Funny, but I’m told it’s illegal to choose to not disclose that my house once had termites. As a matter of fact, I can supposedly get in Big Trouble if I forget to put that on the disclosure when I’m selling the place.

-Joe

It’s nothing new for scientific journals to mostly accept papers that show a positive finding, whether for drug effects or some other scientific parameter, and to turn down papers that have negative findings. It’s not universal by any means (I can think of one recent study that tested a common prescription antidepressant against St. John’s wort, and found that neither of them had statistically significant effects against depression), but it’s a problem, and one that’s not unique to scientific publications.

I think of it as the No Parrots Died effect (with apologies to Monty Python). Stuff that didn’t work is boring, stuff that did work promotes increased readership.

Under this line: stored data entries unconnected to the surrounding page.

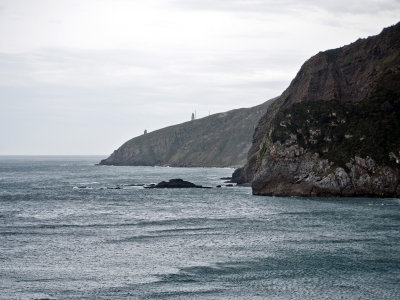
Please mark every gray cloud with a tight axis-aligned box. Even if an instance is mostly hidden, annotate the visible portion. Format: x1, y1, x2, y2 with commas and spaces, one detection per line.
0, 46, 289, 154
0, 0, 399, 154
170, 0, 400, 14
0, 46, 295, 98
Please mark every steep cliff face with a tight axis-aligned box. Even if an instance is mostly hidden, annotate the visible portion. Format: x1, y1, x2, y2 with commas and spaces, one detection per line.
100, 99, 273, 167
234, 22, 400, 197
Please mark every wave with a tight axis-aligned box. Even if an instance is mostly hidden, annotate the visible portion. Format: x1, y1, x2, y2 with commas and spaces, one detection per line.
143, 287, 225, 299
135, 217, 243, 227
0, 217, 241, 231
106, 231, 224, 244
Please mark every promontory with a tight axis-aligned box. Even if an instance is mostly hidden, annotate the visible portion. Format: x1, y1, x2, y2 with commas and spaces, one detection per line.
100, 99, 273, 167
233, 22, 400, 197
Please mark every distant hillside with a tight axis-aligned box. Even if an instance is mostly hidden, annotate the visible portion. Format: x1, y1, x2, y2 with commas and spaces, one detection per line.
100, 99, 274, 167
234, 22, 400, 197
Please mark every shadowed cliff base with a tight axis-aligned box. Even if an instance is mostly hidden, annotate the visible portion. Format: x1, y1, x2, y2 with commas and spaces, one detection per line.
233, 22, 400, 197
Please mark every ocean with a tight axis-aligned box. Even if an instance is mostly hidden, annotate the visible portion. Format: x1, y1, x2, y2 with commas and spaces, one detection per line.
1, 156, 399, 299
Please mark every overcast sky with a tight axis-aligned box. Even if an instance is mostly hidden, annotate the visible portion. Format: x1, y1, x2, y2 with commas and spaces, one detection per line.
0, 0, 399, 155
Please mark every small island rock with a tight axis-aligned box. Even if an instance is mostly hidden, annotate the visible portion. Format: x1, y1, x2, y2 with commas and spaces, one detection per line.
145, 178, 210, 189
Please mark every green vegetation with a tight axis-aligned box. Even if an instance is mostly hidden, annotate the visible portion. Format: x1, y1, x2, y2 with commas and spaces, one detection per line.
258, 142, 267, 160
271, 70, 400, 168
324, 48, 341, 62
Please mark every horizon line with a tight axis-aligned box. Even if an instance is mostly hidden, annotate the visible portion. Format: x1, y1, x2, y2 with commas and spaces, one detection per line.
0, 154, 108, 157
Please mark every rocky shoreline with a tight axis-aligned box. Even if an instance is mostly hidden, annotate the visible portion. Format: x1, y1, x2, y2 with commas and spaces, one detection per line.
233, 22, 400, 198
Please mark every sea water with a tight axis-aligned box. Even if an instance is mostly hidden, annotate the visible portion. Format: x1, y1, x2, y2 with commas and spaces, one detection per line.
0, 156, 399, 299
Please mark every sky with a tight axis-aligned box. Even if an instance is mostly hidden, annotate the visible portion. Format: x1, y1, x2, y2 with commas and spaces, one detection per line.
0, 0, 399, 155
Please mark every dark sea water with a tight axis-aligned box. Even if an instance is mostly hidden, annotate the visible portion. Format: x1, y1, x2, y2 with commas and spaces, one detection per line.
1, 156, 399, 299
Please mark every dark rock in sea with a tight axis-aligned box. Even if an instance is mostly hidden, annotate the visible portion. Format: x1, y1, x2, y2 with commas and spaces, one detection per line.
220, 177, 232, 180
225, 184, 234, 187
235, 22, 400, 197
107, 186, 122, 190
144, 184, 156, 188
144, 179, 211, 189
216, 185, 222, 188
156, 179, 197, 188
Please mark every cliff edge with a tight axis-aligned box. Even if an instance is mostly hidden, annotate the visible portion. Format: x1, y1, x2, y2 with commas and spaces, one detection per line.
234, 22, 400, 197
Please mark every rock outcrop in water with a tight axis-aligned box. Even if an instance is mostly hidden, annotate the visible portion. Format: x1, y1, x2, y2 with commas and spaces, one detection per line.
233, 22, 400, 197
145, 178, 209, 189
100, 100, 273, 167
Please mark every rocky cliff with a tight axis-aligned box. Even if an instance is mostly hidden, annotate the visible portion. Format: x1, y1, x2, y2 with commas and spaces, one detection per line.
100, 99, 273, 167
233, 22, 400, 197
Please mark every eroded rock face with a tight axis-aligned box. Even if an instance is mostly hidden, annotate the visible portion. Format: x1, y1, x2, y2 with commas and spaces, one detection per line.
251, 138, 399, 197
235, 22, 400, 197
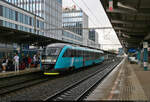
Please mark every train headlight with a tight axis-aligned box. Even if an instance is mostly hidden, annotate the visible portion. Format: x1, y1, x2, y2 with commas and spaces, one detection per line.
41, 59, 45, 63
52, 59, 56, 62
41, 59, 56, 63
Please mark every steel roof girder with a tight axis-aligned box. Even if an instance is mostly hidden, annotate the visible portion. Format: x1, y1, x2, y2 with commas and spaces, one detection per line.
106, 8, 150, 16
114, 27, 149, 32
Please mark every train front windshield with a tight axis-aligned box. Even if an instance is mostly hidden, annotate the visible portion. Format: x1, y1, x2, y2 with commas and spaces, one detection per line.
42, 47, 61, 64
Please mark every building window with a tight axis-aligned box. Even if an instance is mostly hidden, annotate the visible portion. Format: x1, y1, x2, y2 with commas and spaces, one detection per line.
0, 20, 3, 26
0, 5, 2, 16
15, 11, 18, 21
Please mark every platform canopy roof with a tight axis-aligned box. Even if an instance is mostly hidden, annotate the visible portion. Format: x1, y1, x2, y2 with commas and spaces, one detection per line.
0, 26, 114, 53
100, 0, 150, 53
0, 26, 66, 46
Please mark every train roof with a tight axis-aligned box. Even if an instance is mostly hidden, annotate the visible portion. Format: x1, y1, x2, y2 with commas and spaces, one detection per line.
47, 43, 103, 53
47, 43, 68, 48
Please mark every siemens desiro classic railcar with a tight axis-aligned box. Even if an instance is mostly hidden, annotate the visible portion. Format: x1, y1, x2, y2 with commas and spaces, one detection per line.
42, 43, 104, 75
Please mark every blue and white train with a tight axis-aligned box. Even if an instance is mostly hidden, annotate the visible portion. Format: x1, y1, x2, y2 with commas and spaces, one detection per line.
42, 43, 105, 75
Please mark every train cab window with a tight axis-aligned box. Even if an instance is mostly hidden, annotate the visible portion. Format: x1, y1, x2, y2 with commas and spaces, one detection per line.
46, 47, 61, 56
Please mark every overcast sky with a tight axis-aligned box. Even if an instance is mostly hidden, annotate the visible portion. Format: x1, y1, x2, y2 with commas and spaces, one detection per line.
63, 0, 122, 51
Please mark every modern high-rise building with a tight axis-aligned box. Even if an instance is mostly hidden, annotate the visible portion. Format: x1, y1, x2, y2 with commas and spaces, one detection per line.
89, 29, 96, 41
0, 0, 100, 48
0, 0, 44, 35
4, 0, 44, 18
88, 29, 100, 48
44, 0, 62, 40
1, 0, 62, 40
62, 30, 83, 45
62, 8, 89, 46
62, 7, 100, 48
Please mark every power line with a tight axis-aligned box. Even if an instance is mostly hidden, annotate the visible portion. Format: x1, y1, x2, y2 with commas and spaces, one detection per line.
44, 27, 113, 31
81, 0, 103, 27
71, 0, 98, 27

If you’re of a certain mindset you’ll be sure it’s all a Big Pharma conspiracy, but it’s not that simple.

It would have been helpful if the study linked in the OP had determined whether journals refused the papers with negative results or if they were never submitted in the first place. I suspect the former in most cases.

Revelations like this one (which appeared in a scientific journal by the way - how did Big Pharma miss out on suppressing it?) hopefully will embarass publications into accepting more articles unfavorable to drugs, as this sort of information does influence prescribing habits and patient demand.